Santino William Legan posted the caption about the book “Might is Right” with a photo of Smokey the Bear in front of a “fire danger” sign. He posted another photo from the Gilroy Garlic Festival minutes before he shot into the crowd Sunday with an “AK-47type” weapon, killing a 6-year-old boy, a 13-year-old girl and a recent college graduate.
Under it, he wrote: “Ayyy garlic festival time” and “Come get wasted on overpriced” items. Legan’s since-deleted Instagram account says he is Italian and Iranian.
The postings are among the first details that have emerged about Legan since the shooting injured 12 others and sent people running and diving under tables. Police patrolling the event responded within a minute and killed Legan as he turned the weapon on them.

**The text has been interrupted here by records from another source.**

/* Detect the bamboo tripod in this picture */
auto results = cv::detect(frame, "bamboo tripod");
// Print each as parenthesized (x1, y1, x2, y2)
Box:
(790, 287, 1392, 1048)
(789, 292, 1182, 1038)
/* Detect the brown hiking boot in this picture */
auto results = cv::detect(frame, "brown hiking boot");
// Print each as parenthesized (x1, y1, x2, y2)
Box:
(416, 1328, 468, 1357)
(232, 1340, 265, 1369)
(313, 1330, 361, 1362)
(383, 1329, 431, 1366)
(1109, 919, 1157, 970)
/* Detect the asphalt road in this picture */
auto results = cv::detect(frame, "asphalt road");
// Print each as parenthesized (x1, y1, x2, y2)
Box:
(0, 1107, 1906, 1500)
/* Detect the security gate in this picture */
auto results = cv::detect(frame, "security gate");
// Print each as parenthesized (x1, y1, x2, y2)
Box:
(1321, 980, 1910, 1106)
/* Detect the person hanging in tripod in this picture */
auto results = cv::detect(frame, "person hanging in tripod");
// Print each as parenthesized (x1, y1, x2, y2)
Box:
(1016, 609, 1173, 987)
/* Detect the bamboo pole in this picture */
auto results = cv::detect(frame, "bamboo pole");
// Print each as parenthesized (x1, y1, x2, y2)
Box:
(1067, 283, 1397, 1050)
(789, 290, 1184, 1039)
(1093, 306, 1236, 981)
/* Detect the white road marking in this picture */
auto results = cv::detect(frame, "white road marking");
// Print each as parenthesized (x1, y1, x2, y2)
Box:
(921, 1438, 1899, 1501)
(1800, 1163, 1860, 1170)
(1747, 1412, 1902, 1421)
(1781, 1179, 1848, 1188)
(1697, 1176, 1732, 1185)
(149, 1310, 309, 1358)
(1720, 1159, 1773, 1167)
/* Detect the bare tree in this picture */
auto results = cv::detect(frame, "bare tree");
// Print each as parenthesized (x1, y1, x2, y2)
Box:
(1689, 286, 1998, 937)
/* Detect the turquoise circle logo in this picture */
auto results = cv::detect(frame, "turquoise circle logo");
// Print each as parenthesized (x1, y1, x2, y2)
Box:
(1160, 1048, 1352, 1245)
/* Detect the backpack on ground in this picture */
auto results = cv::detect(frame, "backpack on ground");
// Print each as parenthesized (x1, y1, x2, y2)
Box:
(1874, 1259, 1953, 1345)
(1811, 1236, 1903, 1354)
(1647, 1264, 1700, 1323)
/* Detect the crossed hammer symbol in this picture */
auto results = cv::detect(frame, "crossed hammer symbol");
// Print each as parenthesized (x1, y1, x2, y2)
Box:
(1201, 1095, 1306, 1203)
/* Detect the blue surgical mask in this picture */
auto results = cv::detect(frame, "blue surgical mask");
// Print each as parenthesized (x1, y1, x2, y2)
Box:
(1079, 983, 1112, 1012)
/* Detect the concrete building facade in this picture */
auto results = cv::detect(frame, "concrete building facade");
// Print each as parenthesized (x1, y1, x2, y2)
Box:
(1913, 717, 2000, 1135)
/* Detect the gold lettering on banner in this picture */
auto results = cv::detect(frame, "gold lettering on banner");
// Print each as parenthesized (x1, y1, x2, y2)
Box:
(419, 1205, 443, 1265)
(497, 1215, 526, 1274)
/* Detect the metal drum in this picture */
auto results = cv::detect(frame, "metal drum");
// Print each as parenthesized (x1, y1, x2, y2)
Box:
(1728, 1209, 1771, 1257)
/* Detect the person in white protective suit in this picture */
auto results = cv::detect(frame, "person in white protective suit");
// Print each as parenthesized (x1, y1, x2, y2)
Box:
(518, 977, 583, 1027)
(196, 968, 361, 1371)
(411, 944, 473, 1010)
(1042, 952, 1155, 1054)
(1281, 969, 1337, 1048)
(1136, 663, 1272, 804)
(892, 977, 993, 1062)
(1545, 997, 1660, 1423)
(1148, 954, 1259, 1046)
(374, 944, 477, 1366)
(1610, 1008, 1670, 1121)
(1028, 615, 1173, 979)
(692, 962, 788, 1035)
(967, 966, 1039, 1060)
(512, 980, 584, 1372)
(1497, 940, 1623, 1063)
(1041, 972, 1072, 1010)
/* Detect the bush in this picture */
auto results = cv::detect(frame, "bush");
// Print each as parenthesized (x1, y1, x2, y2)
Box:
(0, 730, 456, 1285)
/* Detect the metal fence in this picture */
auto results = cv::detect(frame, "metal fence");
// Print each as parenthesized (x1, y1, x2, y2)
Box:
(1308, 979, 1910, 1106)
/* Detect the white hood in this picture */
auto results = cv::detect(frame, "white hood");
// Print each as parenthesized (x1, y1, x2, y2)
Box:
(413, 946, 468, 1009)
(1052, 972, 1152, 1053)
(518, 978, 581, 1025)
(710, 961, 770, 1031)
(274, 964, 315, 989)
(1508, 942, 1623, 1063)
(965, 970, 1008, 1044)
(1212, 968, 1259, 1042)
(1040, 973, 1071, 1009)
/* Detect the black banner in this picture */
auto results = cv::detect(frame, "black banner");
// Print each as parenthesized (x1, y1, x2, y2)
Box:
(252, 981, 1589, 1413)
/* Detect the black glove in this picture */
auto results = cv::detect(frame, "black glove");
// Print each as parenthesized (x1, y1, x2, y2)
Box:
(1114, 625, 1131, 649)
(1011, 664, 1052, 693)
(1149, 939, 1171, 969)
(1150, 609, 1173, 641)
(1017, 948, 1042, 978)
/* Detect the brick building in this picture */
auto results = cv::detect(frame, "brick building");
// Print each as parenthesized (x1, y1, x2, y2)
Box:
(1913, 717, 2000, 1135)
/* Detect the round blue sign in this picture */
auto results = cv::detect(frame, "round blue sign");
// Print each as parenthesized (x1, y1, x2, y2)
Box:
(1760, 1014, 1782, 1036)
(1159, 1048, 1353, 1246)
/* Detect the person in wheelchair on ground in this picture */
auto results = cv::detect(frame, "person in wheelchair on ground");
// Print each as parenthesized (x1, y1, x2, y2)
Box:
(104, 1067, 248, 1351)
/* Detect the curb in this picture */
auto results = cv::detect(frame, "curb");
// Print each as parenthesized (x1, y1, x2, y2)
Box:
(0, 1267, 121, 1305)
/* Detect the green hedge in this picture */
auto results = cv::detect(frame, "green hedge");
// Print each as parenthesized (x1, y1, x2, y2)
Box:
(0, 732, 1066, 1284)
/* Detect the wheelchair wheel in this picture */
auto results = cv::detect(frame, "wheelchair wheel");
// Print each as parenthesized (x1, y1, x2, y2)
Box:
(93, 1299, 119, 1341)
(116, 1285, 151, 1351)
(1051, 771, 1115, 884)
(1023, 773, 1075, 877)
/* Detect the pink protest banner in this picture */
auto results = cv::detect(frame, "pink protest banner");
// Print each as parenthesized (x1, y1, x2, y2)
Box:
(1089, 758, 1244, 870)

He legally purchased the gun this month in Nevada, where his last address is listed. He would have been barred from buying it in California, which restricts firearms purchases to people over 21. In Nevada, the limit is 18.
Legan grew up less than a mile from the park where the city known as the “Garlic Capital of the World” has held its threeday festival for four decades, attracting more than 100,000 people with music, food booths and cooking classes.
Authorities were searching for clues as to what caused the son of a prominent local family to go on such a rampage. His father was a competitive runner and coach, a brother was an accomplished young boxer and his grandfather had been a supervisor in Santa Clara County. Police searched the two-story Legan family home and a dusty car parked out front, leaving with paper bags. Authorities also searched an apartment they believed Legan used this month in remote northern Nevada. Officials didn’t say what they found or were looking for in either place. A law enforcement official said investigators believe the gunman used a WASR-10, a variant of an AK-47, that he bought from Big Mikes Gun and Ammo in Nevada earlier this month. The official was not authorized to discuss an ongoing investigation and spoke to The Associated Press on condition of anonymity. Big Mike’s Guns and Ammo, which appears to be a homebased internet gun shop in Fallon, posted on its Facebook page that “we are heartbroken this could ever happen” and that Legan “was acting happy and showed no reasons for concern” when the store owner met him.
Police had just completed training in how to respond to an active shooter. While they had prepared for the worst, they never expected to put their skills to use in Gilroy, a city of about 50,000 about 80 miles southeast of San Francisco known for the pungent smell of the prize flowering crop grown in the surrounding fields — garlic.
The city had put in place security for the festival, one of the largest food fairs in the country. It required people to pass through metal detectors and have their bags searched. Police, paramedics and firefighters were stationed throughout the event.
But Legan didn’t go through the front entrance. He cut through a fence that borders a parking lot next to a creek, Gilroy Police Chief Scot Smithee said.